O regime comunista do Nepal baniu redes sociais para salvar-se. Terminou com ministros evacuados de helicóptero, prédios em chamas, soldados disparando contra estudantes. No meio do caos, a cena que mais me marcou: a esposa do ex-primeiro-ministro Jhalanath Khanal arrastada pela multidão, espancada até restar apenas um corpo disforme, queimado vivo e abandonado no asfalto. A massa em delírio exigia sacrifício. A escalada da violência política dissolveu-se em linchamento. É este o retrato da “primeira revolução digital” da geração nepalesa.
A história recente do Nepal parece saída de um manual de ilusões políticas. A insurgência maoísta dos anos 1990 prometia fundar uma república nova, depois de derrubar a monarquia e encerrar a guerra civil. A Constituição de 2015 foi celebrada como marco democrático. O que veio depois foi um desfile de gabinetes instáveis, cada qual mais frágil que o anterior. O paraíso anunciado na terra revelou-se o inferno de alianças quebradas, repartições corroídas e promessas devoradas pela burocracia parasitária dos comunistas no poder.
O comunismo não censura porque se desgastou. Censura porque é da sua natureza. O Estado comunista é um parasita. Não emancipa a classe trabalhadora: devora-a
No Nepal, os comunistas dominaram a cena, repetindo-se não como comédia, mas como tragédia. Venceram eleições, assumiram o poder, falaram em reformas sociais profundas. O que entregaram foi clientelismo e corrupção estrutural. Ministros envolvidos no escândalo dos falsos refugiados butaneses. Autoridades pegas em contrabando de ouro. Investigações seletivas. A revolução reduziu-se a balcão de negócios, operado com o cinismo de quem acredita que o poder é herança natural da emancipação da classe trabalhadora.
E aqui está o dado lamentável que os progressistas tentarão disfarçar: o comunismo não censura porque se desgastou. Censura porque é da sua natureza. O Estado comunista é um parasita. Não emancipa a classe trabalhadora: devora-a. A violência não é acidente de percurso, é método de sobrevivência. O banimento das redes sociais no Nepal não foi erro tático de um governo acuado: foi a forma mais pura de seu instinto despótico. Silenciar a palavra, sufocar a crítica, esmagar a rua.
Soljenítsin deixou o testemunho definitivo: cada utopia comunista abre caminho para seu próprio campo de trabalhos forçados. O Nepal não é exceção. É mais um elo de uma cadeia de ferro que começa com promessa e termina em tragédia.
Não vamos esperar os analistas progressistas com suas narrativas previsíveis. Já prevejo as seguintes justificativas.

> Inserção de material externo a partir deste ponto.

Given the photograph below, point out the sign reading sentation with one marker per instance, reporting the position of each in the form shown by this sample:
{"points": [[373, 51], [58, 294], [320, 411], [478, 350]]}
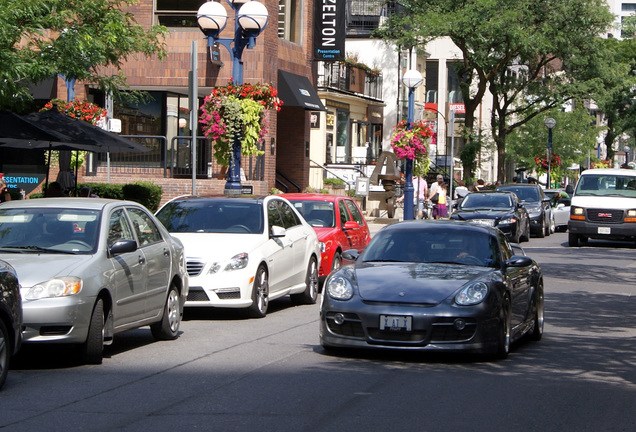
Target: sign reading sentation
{"points": [[329, 36]]}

Primeira justificativa: o complô externo. Dirão que a revolta não passa de manipulação imperialista. Que os Estados Unidos, a Índia ou “o neoliberalismo global” conspiraram para sabotar o experimento socialista. Assim, a repressão não seria brutalidade estatal, mas legítima defesa da soberania. O erro é óbvio: transformar cada fracasso interno em produto de complô externo. Comunistas são peritos em salvar o regime pela invenção de um inimigo.
Segunda justificativa: a juventude alienada. Os protestos serão descritos como capricho de uma geração viciada em redes sociais, sem consciência de classe. O banimento das plataformas, nessa leitura, foi gesto paternal: o Estado teria tentado “proteger” os jovens da intoxicação digital das big techs. Essa lógica é ainda mais grave: reduzir a voz popular a alienação e transformar o governo em tutor. É a pedagogia arrogante que infantiliza a sociedade para justificar a censura.
Terceira justificativa: a revolução inacabada. O discurso final dirá que o comunismo não falhou, apenas não foi implantado em sua pureza. A corrupção é culpa de indivíduos desviantes, não do modelo. Sempre falta um degrau para que o paraíso se realize. Enquanto esse degrau não chega, o inferno é explicado como etapa necessária. O erro é fatal: o comunismo é o único sistema que se justifica a partir do que nunca existiu, prometendo sempre um amanhã que só pode vir através da violência de hoje.
É preciso dizer sem hesitar: a tragédia é inevitável para quem acredita no paraíso terrestre. A lógica que promete redenção total desemboca em brutalidade total. O desfecho é lapidar. Réquiem para um sonho. O sonho maoísta de reinventar a sociedade terminou na mesma cena que encerrou tantas outras revoluções: ministros fugindo de helicóptero, jovens tombados no asfalto, a massa em delírio exigindo sangue. O regime que prometia igualdade entregou cadáveres. Ironia à parte, o povo na rua devolveu a sentença.